GRIDSCALE provides a command line interface (xdsql) for replicating SQL statements to the nodes in the cluster. This command line interface can be used for performing DDL (Database Definition Language) tasks.

12. Does GRIDSCALE support Transaction Isolation Levels?

Yes.

13. How does GRIDSCALE handle deadlocks?

GRIDSCALE keeps track of all client queries and monitors transactions that may cause deadlocks. Any query that may cause a deadlock in the database is rejected by GRIDSCALE.

14. Does GRIDSCALE require its own database login?

No. Database requests from the application are passed through and sent to the database server using the credentials provided by the application.

15. Is GRIDSCALE a single point of failure?

No. Two GRIDSCALE appliances can be clustered and configured in a hot-standby configuration.

16. Is GRIDSCALE a performance bottleneck?

No. Performance testing has shown that performance is dependent on the sizing of the database servers in the cluster and not on GRIDSCALE itself.

17. How many database server nodes can be clustered with GRIDSCALE?

Performance is application dependent. We have built eight (8) node clusters exhibiting up to 85% scalability. Modeling suggests that upwards of thirty (30) nodes can be clustered while still delivering horizontal scalability.

18. Is there a limitation on where the database server nodes can be located geographically?

No. GRIDSCALE uses standard TCP/IP to communicate with all database servers in the cluster. If there is a significant latency between GRIDSCALE and the database server, then that database server will share less of the read load then the other database servers. In the extreme case, the database server would receive no read requests and only have updates sent to it.

19. How does GRIDSCALE differ from other competitive solutions?

Some solutions are active/passive (traditional primary/standby) - these provide high availability (HA) but no scalability; GRIDSCALE provides both.

Some solutions are active/active like GRIDSCALE but do not scale very well since they are not completely asynchronous in writing data. GRIDSCALE writes asynchronously to all nodes in a cluster and does true load balancing of reads, providing up to 85% scalability.

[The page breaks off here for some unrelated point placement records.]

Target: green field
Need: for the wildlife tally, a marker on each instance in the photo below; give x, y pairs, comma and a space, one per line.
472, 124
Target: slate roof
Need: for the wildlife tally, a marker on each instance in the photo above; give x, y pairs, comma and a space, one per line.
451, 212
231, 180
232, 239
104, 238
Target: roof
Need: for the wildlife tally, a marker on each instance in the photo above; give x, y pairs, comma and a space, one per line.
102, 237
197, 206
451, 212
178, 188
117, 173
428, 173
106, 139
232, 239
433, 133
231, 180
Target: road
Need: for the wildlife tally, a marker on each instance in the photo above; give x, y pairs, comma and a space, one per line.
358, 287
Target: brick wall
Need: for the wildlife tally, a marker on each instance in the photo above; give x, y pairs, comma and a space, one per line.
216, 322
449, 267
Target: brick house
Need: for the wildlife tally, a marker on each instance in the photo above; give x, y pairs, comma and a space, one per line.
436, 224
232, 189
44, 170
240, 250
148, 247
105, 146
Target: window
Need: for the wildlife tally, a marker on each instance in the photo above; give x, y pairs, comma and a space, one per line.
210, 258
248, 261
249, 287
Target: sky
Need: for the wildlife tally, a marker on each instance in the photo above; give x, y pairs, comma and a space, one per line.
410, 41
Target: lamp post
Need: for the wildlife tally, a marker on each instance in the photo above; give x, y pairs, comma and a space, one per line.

Some solutions do not guarantee 100% consistency in the data they return to applications due to the way they sequence concurrent writes and reads. This presents obvious risk to the integrity of user applications.

GRIDSCALE always ensures consistency, in additon to on-demand scalability and non-stop availability.

System Requirements (Questions and Answers)

1. What databases, operating systems and architectures does GRIDSCALE support?

GRIDSCALE currently supports DB2 v8 (and up) on x86 Linux (SUSE LINUX Enterprise Server or Red Hat Enterprise Linux), Microsoft Windows, Sun Solaris 10 and IBM AIX 5 (and above). Future releases will support other databases (e.g. Sybase, MS SQL Server, and Oracle) as well as additional operating systems (e.g. MS Windows).

2. Does GRIDSCALE require any special networking equipment?

No. GRIDSCALE utilizes standard Ethernet networking interfaces. Gigabit Ethernet is recommended.

3. Does GRIDSCALE require any application code changes?

For most applications, only a configuration change is required to use xkoto's client drivers which will transparently connect the application to GRIDSCALE.

4. Does GRIDSCALE only support DB2 UDB Express Edition?

No. GRIDSCALE supports all DB2 UDB editions from Express to Enterprise Server Edition.